The configuration tool has a nice feature called “Evaluate Assembly” which shows the CAS permissions granted to a program. It showed that my configuration was correct. However when started, it still threw the security exception. Further examination showed that the standard permission for code running in the intranet zone is has been applied.
I tried it by using the executable’s strong name instead of the URL for the code group. No luck. I tried the same on my notebook running Windows Vista, too. It worked perfectly. I tried it on a Windows XP test system. It worked there, too. Now I used the command-line caspol.exe instead. The command-line parameters are not that complicated and google revealed some good examples. I will not explain it here, just mention the commandline I used:
Caspol –m –ag 1.2 –url \\server\share\* FullTrust

Same results: Works on my Vista notebook, the XP test system, but not on my development machine. I’ve built a small C# test program in case xsd.exe did something weird. Same results. Now I tried a Windows Server 2008 Beta system, because it was easily available running as VMWare guest. No luck, either.

Only then I recognized a pattern.
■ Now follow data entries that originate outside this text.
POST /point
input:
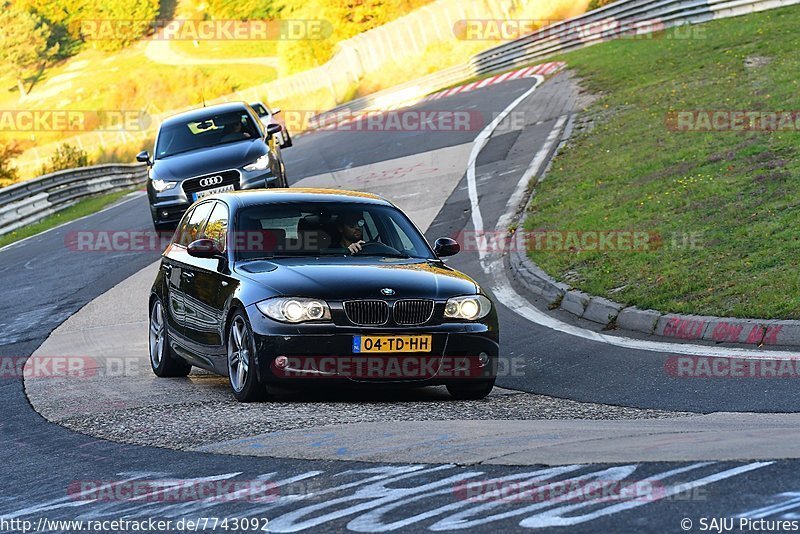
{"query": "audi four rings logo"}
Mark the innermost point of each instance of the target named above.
(214, 180)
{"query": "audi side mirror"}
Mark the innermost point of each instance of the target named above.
(143, 157)
(203, 248)
(446, 246)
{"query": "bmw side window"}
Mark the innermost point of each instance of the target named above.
(177, 238)
(194, 225)
(370, 229)
(406, 242)
(217, 226)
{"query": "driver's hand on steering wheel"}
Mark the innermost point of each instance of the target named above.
(355, 248)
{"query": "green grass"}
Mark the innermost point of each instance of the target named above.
(737, 190)
(81, 209)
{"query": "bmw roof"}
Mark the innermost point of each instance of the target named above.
(267, 196)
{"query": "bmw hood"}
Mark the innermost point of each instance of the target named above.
(209, 160)
(349, 278)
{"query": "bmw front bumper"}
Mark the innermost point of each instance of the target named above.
(313, 352)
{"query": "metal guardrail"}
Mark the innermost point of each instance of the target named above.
(612, 21)
(28, 202)
(626, 17)
(396, 96)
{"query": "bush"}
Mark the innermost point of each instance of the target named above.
(93, 21)
(66, 157)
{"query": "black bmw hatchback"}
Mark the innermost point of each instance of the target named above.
(302, 285)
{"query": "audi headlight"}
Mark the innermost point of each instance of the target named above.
(260, 164)
(161, 185)
(469, 308)
(295, 310)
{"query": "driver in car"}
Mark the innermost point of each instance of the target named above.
(351, 231)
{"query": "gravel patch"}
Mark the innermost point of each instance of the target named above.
(188, 425)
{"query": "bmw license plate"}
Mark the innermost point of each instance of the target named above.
(372, 344)
(201, 194)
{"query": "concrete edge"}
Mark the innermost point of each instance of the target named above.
(532, 279)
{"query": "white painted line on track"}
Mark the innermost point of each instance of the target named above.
(127, 198)
(501, 287)
(477, 146)
(537, 163)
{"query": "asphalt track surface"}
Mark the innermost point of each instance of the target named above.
(45, 282)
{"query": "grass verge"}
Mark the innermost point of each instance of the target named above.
(734, 193)
(85, 207)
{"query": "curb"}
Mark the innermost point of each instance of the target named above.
(528, 277)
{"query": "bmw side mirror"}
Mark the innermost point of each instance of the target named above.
(143, 157)
(446, 246)
(203, 248)
(272, 129)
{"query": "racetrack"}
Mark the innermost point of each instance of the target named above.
(566, 378)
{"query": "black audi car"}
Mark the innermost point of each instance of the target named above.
(209, 150)
(296, 286)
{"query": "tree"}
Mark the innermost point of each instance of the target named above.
(66, 157)
(24, 43)
(8, 173)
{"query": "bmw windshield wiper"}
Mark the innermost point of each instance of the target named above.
(384, 254)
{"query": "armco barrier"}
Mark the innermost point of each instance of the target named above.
(610, 22)
(30, 201)
(594, 27)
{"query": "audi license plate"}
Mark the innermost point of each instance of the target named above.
(201, 194)
(367, 344)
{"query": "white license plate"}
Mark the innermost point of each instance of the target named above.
(205, 193)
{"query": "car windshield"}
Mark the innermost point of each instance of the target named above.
(213, 130)
(326, 229)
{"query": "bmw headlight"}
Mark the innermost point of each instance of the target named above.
(469, 308)
(295, 310)
(260, 164)
(161, 185)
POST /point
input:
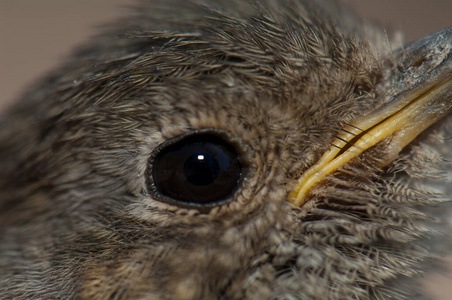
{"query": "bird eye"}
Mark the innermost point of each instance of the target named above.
(196, 170)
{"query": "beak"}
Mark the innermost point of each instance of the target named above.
(416, 93)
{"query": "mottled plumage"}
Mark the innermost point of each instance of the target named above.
(278, 80)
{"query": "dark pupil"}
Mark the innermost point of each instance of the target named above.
(199, 170)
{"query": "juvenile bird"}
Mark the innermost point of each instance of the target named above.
(267, 149)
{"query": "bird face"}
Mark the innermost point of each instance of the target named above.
(234, 151)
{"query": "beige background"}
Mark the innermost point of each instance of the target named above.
(36, 34)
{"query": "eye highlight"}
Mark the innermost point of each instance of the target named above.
(200, 170)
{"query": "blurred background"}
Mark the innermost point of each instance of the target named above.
(36, 35)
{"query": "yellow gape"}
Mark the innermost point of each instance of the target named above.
(402, 120)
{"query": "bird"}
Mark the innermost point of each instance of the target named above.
(267, 149)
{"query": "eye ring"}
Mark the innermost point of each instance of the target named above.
(221, 153)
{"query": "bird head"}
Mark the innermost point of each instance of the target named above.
(227, 151)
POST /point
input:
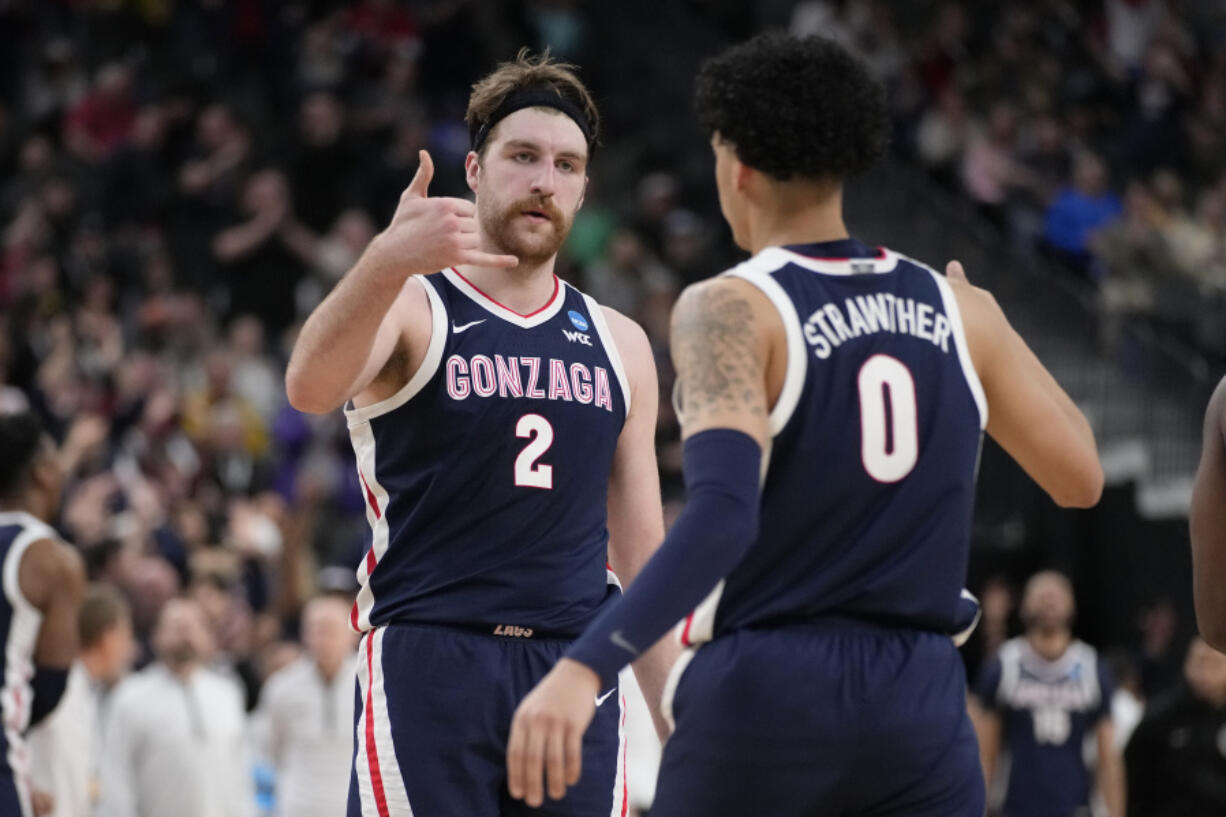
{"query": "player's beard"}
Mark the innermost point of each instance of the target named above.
(532, 245)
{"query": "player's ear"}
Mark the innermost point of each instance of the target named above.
(472, 169)
(742, 174)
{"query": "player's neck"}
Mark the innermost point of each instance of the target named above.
(522, 288)
(782, 221)
(27, 504)
(1050, 644)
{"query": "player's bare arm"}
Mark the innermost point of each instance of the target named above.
(722, 346)
(1110, 772)
(52, 578)
(1029, 414)
(1206, 519)
(635, 517)
(374, 312)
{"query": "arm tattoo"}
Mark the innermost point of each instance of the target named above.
(716, 351)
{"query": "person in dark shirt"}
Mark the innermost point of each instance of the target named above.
(1176, 758)
(1041, 698)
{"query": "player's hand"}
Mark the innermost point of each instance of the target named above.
(429, 234)
(547, 732)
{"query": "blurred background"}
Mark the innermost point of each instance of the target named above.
(183, 180)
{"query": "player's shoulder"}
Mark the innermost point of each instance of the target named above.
(49, 564)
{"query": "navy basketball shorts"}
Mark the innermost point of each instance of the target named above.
(433, 714)
(837, 719)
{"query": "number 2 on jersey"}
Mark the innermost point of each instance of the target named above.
(889, 443)
(540, 434)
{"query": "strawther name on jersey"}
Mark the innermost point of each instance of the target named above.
(882, 312)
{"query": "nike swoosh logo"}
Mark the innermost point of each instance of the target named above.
(619, 640)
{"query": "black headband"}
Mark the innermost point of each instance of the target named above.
(532, 98)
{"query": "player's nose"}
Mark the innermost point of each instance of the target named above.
(543, 184)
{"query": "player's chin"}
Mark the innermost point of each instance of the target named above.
(538, 243)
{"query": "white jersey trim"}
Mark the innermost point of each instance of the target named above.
(672, 682)
(524, 322)
(424, 372)
(884, 261)
(363, 439)
(758, 274)
(602, 331)
(964, 350)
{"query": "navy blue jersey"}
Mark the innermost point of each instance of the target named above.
(869, 477)
(1047, 710)
(19, 628)
(487, 475)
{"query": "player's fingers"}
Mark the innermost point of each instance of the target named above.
(532, 775)
(421, 183)
(574, 755)
(477, 258)
(555, 762)
(515, 745)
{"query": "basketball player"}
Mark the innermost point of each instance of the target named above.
(43, 586)
(833, 398)
(503, 425)
(1206, 518)
(1042, 697)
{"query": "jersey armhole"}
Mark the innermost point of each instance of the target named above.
(423, 373)
(11, 577)
(609, 342)
(964, 350)
(797, 357)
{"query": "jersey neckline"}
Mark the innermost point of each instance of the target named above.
(529, 320)
(841, 256)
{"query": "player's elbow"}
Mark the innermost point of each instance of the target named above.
(1084, 490)
(304, 394)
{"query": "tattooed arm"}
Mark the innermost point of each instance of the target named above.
(722, 334)
(723, 344)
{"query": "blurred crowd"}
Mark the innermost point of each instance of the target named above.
(183, 180)
(1090, 131)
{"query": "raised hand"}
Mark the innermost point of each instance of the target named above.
(428, 234)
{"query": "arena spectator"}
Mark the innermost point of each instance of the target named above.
(1176, 759)
(305, 715)
(65, 750)
(175, 732)
(1078, 211)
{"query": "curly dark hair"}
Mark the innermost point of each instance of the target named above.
(795, 107)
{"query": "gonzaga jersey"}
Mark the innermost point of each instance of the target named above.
(487, 475)
(1047, 710)
(19, 628)
(869, 479)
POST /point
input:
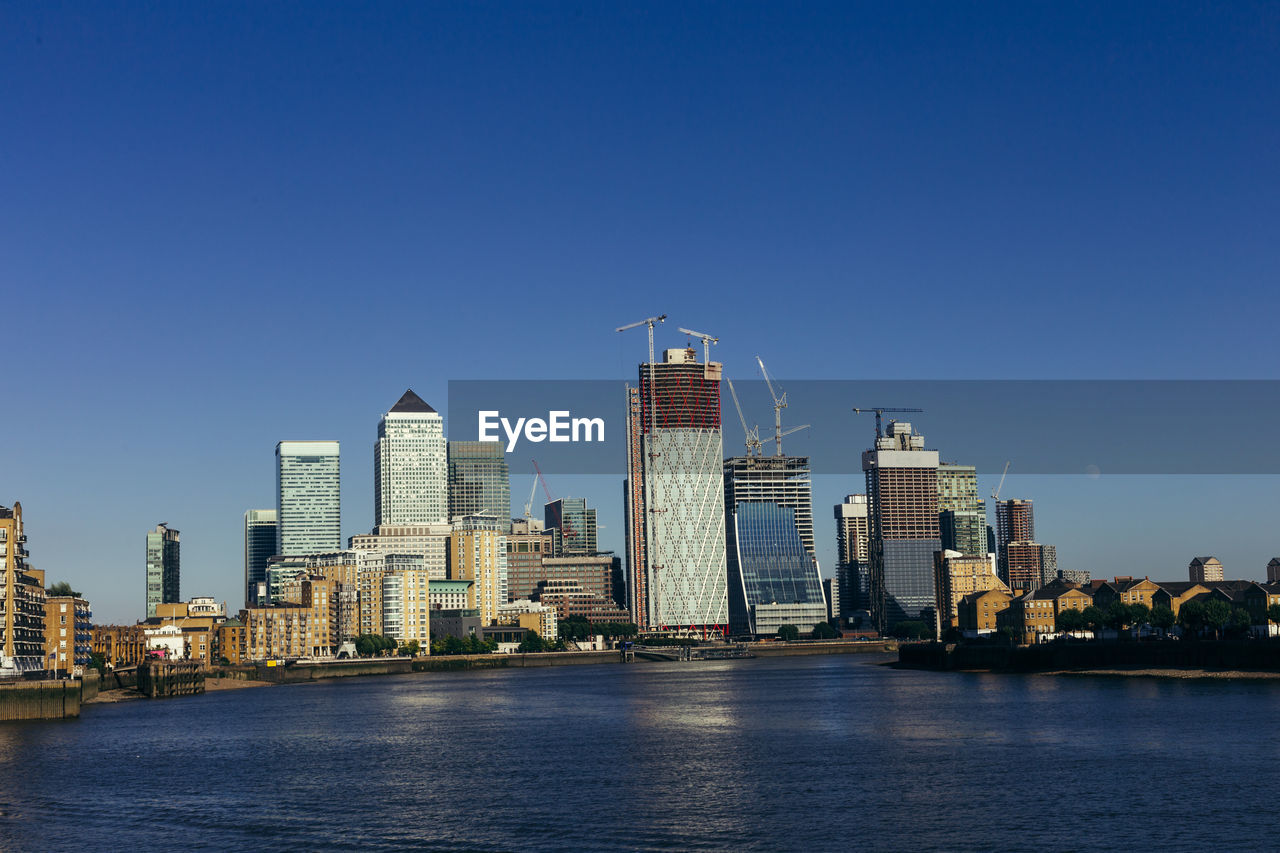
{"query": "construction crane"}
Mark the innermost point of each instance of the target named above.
(529, 503)
(753, 434)
(565, 525)
(995, 496)
(707, 341)
(650, 322)
(778, 405)
(880, 411)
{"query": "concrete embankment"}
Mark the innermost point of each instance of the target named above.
(1208, 656)
(822, 647)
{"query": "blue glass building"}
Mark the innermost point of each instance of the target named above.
(773, 579)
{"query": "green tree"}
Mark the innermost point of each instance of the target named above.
(575, 628)
(1069, 621)
(1191, 616)
(1162, 617)
(823, 630)
(1095, 619)
(531, 643)
(912, 629)
(1217, 614)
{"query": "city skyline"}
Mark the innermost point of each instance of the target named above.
(853, 192)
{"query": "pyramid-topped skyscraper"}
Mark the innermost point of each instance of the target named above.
(410, 465)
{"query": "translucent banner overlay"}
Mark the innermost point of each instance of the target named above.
(1041, 427)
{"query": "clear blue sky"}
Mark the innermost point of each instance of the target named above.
(225, 224)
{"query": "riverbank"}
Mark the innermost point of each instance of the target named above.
(1185, 658)
(1194, 675)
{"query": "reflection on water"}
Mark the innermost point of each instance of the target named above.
(767, 755)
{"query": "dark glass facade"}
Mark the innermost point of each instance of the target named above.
(772, 564)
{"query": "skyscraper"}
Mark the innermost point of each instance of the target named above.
(480, 555)
(773, 575)
(1015, 521)
(675, 497)
(961, 515)
(479, 482)
(903, 496)
(1029, 565)
(307, 498)
(164, 568)
(853, 555)
(259, 548)
(572, 528)
(22, 600)
(411, 466)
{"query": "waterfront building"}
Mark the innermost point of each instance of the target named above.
(1029, 565)
(526, 547)
(530, 615)
(233, 642)
(167, 642)
(675, 502)
(449, 594)
(831, 589)
(1015, 521)
(479, 482)
(260, 536)
(411, 466)
(406, 610)
(480, 556)
(853, 555)
(455, 623)
(958, 575)
(22, 600)
(1080, 576)
(68, 633)
(307, 497)
(1205, 569)
(961, 514)
(306, 629)
(164, 568)
(978, 612)
(343, 568)
(769, 555)
(119, 644)
(429, 541)
(1032, 616)
(186, 630)
(571, 524)
(903, 497)
(568, 597)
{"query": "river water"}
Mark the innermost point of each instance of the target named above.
(804, 753)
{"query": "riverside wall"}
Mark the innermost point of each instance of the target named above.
(45, 699)
(1260, 656)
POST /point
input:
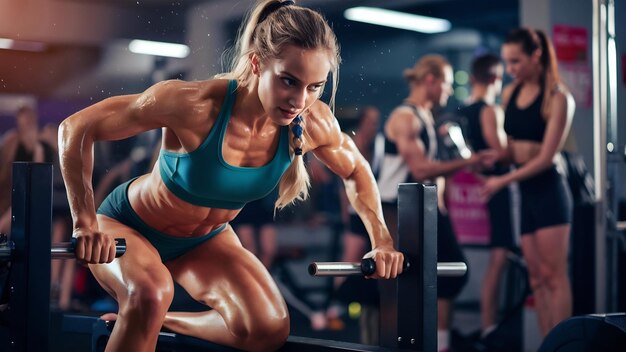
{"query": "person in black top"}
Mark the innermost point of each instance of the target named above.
(538, 116)
(485, 129)
(409, 156)
(19, 144)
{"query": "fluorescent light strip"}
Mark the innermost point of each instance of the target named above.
(21, 45)
(397, 19)
(158, 48)
(6, 43)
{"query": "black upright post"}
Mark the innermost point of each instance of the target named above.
(31, 226)
(408, 305)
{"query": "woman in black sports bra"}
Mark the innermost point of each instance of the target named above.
(538, 116)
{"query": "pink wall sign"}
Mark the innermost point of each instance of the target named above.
(468, 214)
(570, 43)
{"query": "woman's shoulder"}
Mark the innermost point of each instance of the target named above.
(319, 115)
(184, 97)
(190, 90)
(507, 91)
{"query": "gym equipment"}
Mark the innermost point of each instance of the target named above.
(408, 303)
(28, 257)
(368, 266)
(605, 332)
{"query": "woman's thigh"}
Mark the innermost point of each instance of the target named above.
(223, 275)
(140, 266)
(553, 247)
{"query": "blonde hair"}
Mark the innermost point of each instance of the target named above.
(269, 27)
(431, 64)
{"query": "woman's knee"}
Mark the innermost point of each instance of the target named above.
(267, 334)
(554, 277)
(149, 297)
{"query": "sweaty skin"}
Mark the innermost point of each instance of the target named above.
(219, 272)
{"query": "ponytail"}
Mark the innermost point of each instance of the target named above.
(295, 183)
(530, 40)
(268, 28)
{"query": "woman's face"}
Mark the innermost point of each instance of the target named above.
(442, 87)
(519, 65)
(292, 82)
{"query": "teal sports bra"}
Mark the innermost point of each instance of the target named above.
(202, 177)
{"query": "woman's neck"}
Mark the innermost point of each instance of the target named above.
(248, 107)
(486, 93)
(419, 98)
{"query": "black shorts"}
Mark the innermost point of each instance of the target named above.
(501, 220)
(546, 201)
(256, 213)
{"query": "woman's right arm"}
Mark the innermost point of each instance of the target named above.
(111, 119)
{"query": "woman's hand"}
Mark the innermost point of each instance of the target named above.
(94, 247)
(491, 186)
(389, 262)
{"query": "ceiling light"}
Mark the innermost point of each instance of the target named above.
(21, 45)
(158, 48)
(397, 19)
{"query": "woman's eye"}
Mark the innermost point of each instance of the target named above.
(288, 81)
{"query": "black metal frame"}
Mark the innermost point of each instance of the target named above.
(408, 304)
(29, 278)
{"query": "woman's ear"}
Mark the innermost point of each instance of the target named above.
(256, 64)
(536, 57)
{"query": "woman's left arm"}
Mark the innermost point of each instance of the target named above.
(339, 153)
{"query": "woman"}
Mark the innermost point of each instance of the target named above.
(485, 129)
(225, 142)
(538, 116)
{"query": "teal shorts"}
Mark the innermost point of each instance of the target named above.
(117, 206)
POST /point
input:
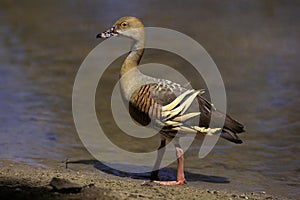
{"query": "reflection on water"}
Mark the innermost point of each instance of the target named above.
(255, 45)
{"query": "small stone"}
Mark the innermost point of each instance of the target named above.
(64, 186)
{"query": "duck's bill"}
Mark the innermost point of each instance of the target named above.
(107, 34)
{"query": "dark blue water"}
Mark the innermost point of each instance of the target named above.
(255, 44)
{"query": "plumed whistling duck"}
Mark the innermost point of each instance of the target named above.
(163, 101)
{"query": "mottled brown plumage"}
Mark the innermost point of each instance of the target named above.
(164, 104)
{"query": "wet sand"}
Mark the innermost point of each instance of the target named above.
(21, 181)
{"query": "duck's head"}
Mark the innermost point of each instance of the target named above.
(130, 27)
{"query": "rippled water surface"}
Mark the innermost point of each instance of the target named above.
(255, 44)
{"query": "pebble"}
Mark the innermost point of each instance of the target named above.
(65, 186)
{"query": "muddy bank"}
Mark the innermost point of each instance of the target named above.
(20, 181)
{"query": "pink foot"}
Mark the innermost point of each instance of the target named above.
(179, 182)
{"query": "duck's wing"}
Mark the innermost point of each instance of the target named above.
(165, 105)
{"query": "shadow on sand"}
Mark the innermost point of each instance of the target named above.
(164, 173)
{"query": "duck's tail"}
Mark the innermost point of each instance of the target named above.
(231, 127)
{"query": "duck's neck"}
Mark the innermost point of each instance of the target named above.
(134, 57)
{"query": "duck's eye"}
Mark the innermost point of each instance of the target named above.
(124, 24)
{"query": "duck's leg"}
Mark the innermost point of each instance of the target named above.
(160, 152)
(180, 169)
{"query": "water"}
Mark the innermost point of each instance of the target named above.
(255, 44)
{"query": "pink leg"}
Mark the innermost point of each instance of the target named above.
(160, 154)
(180, 170)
Both my development machine and the W2k8 beta are 64bit operating systems, the other ones are 32bit. It worked in 32bit, but not on 64bit. I should have recognized that much, much earlier :-( It turns out that on 64bit Windows you get a 64bit .Net Framework version which has different CAS polices for 32bit and 64bit. There’s a folder named

C:\windows\Microsoft.Net\Framework64\v2.0.50727
It contains a 64bit version of caspol.exe. The caspol.exe I had in my path and the .Net Framework 2.0 Configuration Tool both set the 32bit policy. Xsd.exe is a pure managed code assembly. When started on my 64bit system the .Net JIT compiler generates 64bit code and the 64bit CAS policy applies, but I always changed the 32bit policy.
Problem solved. And now I know much more about code access security, how the policies are defined and applied, how I can check for CAS permissions in my code and how I can use attributes to specify the permissions a program requires.